Researchers used a collection of electronic sensors bobbed along the surface of the Monterey Bay, California, encased in a neon orange plastic shell, to record the data.
The device was fresh off a daylong ride on a blue whale. Four suction cups secured the sensor-packed tag near the whale's left flipper, where it recorded the animal's heart rate through electrodes embedded in the center of two of the suction feet.
The details of the tag's journey and the heart rate it delivered were published Monday in Proceedings of the National Academy of Sciences.
"We had no idea that this would work and we were skeptical even when we saw the initial data. With a very keen eye, Paul Ponganis, our collaborator from the Scripps Institution of Oceanography, found the first heart beats in the data," said Jeremy Goldbogen, assistant professor of biology in the School of Humanities Sciences at Stanford and lead author of the paper.
Analysis of the data suggests that a blue whale's heart is working at its limit, which may explain why blue whales have never evolved to be bigger, according to the study.
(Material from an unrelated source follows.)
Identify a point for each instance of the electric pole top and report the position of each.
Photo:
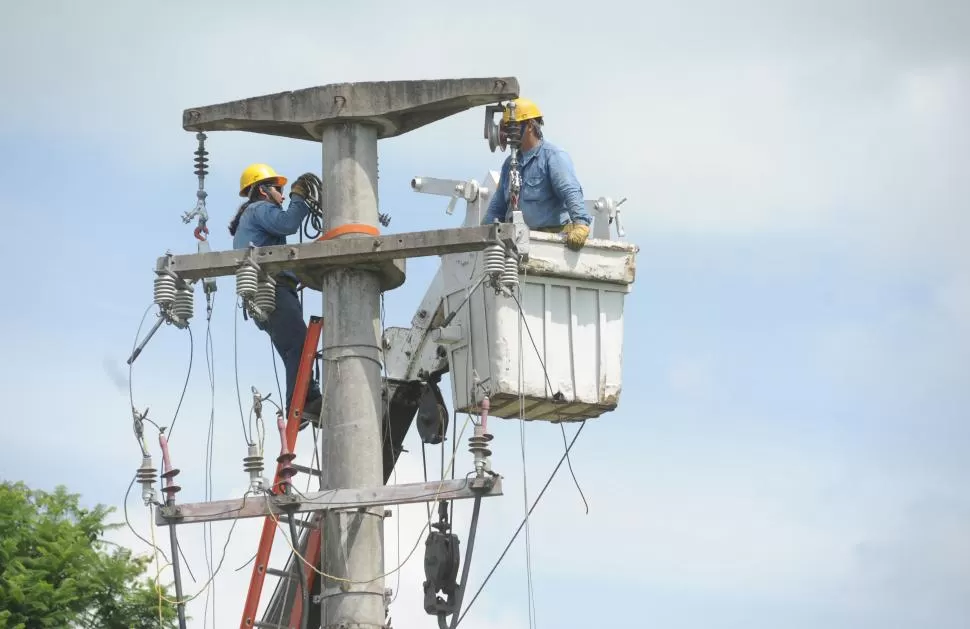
(393, 107)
The data also suggests that some unusual features of the whale's heart might help it perform at these extremes.
"Animals that are operating at physiological extremes can help us understand biological limits to size," said Goldbogen. "They may also be particularly susceptible to changes in their environment that could affect their food supply. Therefore, these studies may have important implications for the conservation and management of endangered species like blue whales."